第4話 面倒を見てくれる、通い妻系お姉さんはお好きですか?

 一週間後、遂に俺は病院を退院する事になった。


「先生、本当に色々とありがとうございました」


「悠馬君、体には気を付けるんだよ」


 最後に病院の玄関前で先生に別れの挨拶をして、自宅まで送ってくれるという浅野潤が手配してくれた車に乗り込み、俺は病院を後にする。



「ここが俺の家か……」


外から見た感じは、ごく普通の一般住宅だ。


「お邪魔しまーす。じゃなくてこれからはただいまか」


 早速家に入り玄関で靴を脱いで揃えていると、幸せそうな家族写真が目に映る。

 優しそうな女性と、いかにもビジネスマンって格好をした男性が俺と一緒に写っていた。


「これが親父とお袋か……」


 その後、家の中を一通り見て回り、大体何処に何があるかを把握した俺はリビングでボーっとテレビを見ていた。

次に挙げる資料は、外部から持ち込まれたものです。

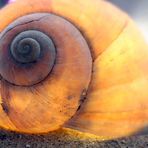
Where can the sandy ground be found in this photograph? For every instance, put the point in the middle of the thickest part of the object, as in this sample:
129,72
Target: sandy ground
14,140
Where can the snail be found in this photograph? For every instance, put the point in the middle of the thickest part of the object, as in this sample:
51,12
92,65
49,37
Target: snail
76,65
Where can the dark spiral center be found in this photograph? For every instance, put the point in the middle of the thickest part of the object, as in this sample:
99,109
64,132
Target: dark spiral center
27,50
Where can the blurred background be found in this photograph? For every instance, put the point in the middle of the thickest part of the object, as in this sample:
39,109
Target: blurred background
137,9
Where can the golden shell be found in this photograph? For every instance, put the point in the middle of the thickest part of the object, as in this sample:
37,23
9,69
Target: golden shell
91,77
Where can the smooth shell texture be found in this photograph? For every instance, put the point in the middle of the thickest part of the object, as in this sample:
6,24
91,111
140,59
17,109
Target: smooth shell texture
116,102
15,67
49,104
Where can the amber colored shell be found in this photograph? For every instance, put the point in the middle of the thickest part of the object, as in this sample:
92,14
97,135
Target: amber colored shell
116,101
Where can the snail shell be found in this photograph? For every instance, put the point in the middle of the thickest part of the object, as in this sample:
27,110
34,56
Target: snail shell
79,65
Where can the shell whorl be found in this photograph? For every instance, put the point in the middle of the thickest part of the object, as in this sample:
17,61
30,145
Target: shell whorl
86,58
38,53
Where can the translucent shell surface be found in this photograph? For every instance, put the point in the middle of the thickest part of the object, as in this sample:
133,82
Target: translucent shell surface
99,81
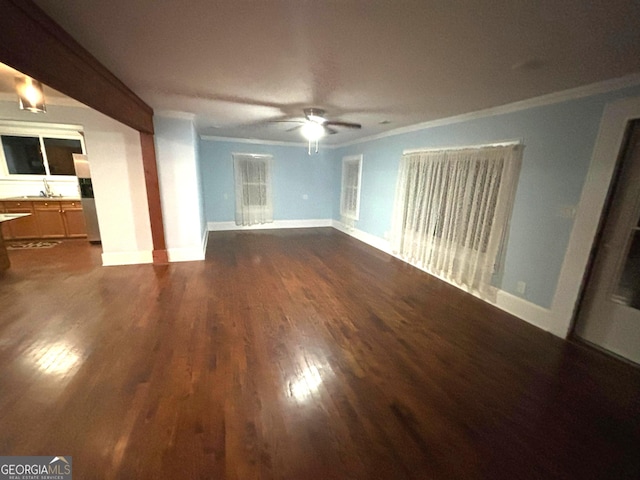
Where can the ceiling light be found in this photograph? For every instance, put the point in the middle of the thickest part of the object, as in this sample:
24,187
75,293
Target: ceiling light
313,132
30,94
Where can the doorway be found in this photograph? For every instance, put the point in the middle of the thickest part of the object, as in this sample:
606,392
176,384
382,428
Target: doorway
609,313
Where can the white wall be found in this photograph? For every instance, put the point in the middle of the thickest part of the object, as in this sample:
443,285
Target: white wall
115,157
180,187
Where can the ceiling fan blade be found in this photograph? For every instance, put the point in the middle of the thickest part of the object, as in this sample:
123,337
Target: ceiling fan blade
342,124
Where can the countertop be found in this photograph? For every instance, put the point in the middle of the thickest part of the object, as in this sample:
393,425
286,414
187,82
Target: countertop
36,198
5,217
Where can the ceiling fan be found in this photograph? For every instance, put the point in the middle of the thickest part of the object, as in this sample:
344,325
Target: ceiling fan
315,126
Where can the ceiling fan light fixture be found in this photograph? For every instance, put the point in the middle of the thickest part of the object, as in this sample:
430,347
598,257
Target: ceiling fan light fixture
30,94
315,115
312,131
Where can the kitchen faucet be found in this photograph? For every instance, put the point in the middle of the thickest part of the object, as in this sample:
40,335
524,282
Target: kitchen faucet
47,188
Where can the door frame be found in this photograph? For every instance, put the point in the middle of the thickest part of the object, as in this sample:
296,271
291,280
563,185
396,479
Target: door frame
595,193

『では、次のニュースです。Aランクエンフォーサーにして、モデルの尾野真司さんが2日前から行方不明になっていたことが判明しました。関係者によると……」


 ピンポーン


「はーい、今開けるんで待っててくれますか?」


 ガチャガチャと扉の鍵を外して扉を開けると、そこには黒髪ロングのいかにも大和撫子と言った風貌の美少女が立っていた。


「やあ、君が鈴木悠馬君だね? はじめまして。私は浅野円華、父の浅野潤に君の手伝いをするように頼まれた者だ」


 俺はこの人の事を知っている。

 彼女は浅野円華、三人居るメインヒロインの中の一人で、二個上の先輩にしてイザナギ学院の生徒会長。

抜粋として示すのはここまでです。